Non-invasive test for fetal RNA offers possible advance over invasive tests
FRIDAY, Sept. 21 (HealthDay News) -- Just a small amount of a mother-to-be's blood could become the lens through which doctors monitor various stages of fetal health and development, a new study suggests.
"It's amazing that all these pregnant women are walking around with the answers in their blood," said Dr. Jill L. Maron, the study's lead author and an assistant professor of pediatrics at Tufts-New England Medical Center, in Boston.
Maron was referring to the fetal genetic material (mRNA) that, according to the study, circulates in a pregnant woman's blood prior to birth. The ability to open this window on fetal status by taking a sample of the mother's blood "can advance the field of prenatal diagnosis," she said.
It could also represent an important advance in the prenatal diagnosis of genetic diseases and genetic monitoring of fetal development because it wouldn't require invasive procedures, such as amniocentesis.

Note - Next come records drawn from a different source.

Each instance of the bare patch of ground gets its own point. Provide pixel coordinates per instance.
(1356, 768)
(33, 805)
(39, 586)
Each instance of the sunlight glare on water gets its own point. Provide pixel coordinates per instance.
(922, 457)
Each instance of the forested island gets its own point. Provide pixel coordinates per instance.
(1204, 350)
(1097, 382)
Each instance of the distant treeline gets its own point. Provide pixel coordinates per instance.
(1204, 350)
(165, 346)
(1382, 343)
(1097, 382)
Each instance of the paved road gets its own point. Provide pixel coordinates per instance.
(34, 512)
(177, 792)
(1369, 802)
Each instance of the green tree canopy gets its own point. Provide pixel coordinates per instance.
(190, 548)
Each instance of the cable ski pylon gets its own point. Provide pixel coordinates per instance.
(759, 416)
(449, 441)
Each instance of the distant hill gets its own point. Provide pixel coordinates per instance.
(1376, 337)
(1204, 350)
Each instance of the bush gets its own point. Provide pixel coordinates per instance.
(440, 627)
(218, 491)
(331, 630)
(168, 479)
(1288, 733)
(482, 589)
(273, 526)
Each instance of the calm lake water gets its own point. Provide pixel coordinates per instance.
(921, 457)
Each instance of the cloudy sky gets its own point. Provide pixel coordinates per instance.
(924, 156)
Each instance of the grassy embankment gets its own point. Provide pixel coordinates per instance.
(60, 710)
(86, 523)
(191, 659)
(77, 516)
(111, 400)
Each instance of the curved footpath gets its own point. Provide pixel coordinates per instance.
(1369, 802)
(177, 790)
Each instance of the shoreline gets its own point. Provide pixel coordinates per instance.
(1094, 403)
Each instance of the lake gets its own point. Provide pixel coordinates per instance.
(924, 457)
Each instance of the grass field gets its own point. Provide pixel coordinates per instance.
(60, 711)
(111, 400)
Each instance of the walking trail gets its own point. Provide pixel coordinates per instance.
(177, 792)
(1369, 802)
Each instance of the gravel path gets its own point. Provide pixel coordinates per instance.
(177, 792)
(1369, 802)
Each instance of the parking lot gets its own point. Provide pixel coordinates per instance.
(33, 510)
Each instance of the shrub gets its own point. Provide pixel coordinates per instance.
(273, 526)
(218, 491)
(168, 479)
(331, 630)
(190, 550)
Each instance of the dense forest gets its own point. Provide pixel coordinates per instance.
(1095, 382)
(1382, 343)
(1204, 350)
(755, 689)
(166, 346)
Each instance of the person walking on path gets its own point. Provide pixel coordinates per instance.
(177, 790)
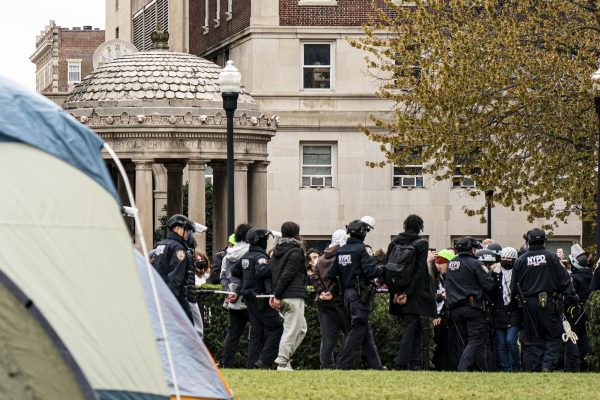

Another advantage of being able to detect fetal mRNA in the mother-to-be's bloodstream is that "it's dynamic," meaning that the biomarkers expected to be found would vary with time and stage of fetal development, Maron added.
DNA is the genetic material that's common to every cell, Maron said. RNA determines what is transcribed from the DNA to make an eye cell different from, say, a hair cell, she said.
"RNA is more real time. RNA changes all the time, according to the stage of development. That dynamic nature is what we're targeting," Maron said.
The researchers said they proved the presence of fetal mRNA in maternal blood in three ways.
Before delivery, the researchers found that the whole blood of nine mothers included fetal genes, such as those for development, sensory perception, and neonatal physiology.